Lo hasta aquí dicho se resume de manera sencilla: económicamente ha aparecido una nueva manera de organizar el trabajo de las empresas y de las personas que trae grandes beneficios, pues es más eficiente, genera empleo y permite mayor prosperidad a la sociedad en su conjunto. Dicha manera se basa en la flexibilidad de las personas y de las empresas para adaptarse rápidamente a las demandas de su entorno. Para el trabajador, esto significa flexibilidad de horario, de responsabilidades y de relaciones profesionales. La consecuencia directa es que las empresas tienen menos gente “de planta” o contratada de manera permanente, y más gente contratada a honorarios o por servicios prestados que no forma parte de la empresa en cuanto tal. Socialmente, sin embargo, la gente de baja educación, sin los recursos para maniobrar solos en este nuevo mundo, siguen percibiendo el mundo del trabajo de la misma manera que sus padres, o sea, de la manera en que se les mostró cuando eran pequeños: el trabajo como algo estable, que se realiza en la misma parte siempre y que exige lealtad de uno hacia la empresa que lo contrata. Básicamente, la gente fue socializada en una concepción del trabajo que está desapareciendo, y que por lo tanto es cada vez más irreal. Como consecuencia, el “pololo”, el trabajo como independiente, no es trabajo “de verdad”, y por lo mismo, no conlleva consigo las connotaciones de dignidad, respetabilidad (“¡Soy un hombre de trabajo!”) e integración social que sí tuvo durante la mayor parte de los dos siglos anteriores. La manera de resolver este conflicto, que genera tensión y frustración, sentimientos de fracaso y de exclusión, de pérdida de identidad y de marginalidad, es uno de los grandes desafíos que tiene la política social de este siglo que recién comienza. Las soluciones, ciertamente, no pasan por repetir añejas consignas sociales ni por radicalizar oposiciones del tipo patrón/obrero, como la película Recursos Humanos nos parece sugerir.

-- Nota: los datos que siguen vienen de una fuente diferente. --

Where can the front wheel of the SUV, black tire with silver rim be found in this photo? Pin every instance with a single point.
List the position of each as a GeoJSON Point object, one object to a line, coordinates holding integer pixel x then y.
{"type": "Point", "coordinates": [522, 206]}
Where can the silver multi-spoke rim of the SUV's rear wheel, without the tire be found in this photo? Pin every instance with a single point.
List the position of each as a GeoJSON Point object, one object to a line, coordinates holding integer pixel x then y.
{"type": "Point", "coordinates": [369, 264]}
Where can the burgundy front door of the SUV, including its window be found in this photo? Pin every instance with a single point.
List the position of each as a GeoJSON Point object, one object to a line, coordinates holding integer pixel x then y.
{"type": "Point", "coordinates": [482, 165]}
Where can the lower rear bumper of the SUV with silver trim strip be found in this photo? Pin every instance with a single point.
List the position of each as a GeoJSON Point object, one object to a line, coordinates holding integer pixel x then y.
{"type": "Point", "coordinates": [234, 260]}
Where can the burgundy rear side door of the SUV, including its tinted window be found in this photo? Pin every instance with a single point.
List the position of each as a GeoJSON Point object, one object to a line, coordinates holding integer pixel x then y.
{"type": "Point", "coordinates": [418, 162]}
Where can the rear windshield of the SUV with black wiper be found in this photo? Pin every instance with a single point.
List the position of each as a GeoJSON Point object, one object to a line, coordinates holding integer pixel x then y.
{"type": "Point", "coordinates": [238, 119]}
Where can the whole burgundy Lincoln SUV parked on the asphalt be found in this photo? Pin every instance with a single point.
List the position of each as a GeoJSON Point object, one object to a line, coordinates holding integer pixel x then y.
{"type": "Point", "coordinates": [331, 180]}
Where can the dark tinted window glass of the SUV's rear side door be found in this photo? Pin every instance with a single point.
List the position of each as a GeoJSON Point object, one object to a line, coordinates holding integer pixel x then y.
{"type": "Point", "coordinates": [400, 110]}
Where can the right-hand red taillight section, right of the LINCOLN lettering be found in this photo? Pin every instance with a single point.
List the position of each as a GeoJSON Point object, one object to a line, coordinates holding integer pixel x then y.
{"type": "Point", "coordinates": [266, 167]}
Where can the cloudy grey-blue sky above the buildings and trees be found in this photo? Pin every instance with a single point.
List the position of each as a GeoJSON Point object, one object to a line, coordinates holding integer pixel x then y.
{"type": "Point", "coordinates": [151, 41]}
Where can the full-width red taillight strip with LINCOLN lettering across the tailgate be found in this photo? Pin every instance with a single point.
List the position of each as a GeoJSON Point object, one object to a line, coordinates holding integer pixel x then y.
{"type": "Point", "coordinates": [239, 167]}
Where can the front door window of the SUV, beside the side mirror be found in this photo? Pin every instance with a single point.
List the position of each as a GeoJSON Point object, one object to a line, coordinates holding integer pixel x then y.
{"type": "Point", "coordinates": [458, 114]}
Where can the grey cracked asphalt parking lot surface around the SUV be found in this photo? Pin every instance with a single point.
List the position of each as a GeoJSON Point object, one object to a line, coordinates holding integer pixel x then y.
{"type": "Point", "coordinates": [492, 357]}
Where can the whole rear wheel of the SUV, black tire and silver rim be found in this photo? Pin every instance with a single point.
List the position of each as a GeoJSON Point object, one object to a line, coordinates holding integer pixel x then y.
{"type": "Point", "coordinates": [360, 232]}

Por lo mismo, lo que verdaderamente salva a dicha película son los otros temas que ella toca (la tensión padre-hijo, la tensión joven-viejo, la tensión con educación-sin educación, la tensión pueblo-metrópolis, entre otras) de manera mucho más central que el aquí discutido, y en los cuales su sensibilidad más sutil y compleja de la realidad la convierten en una obra realmente interesante.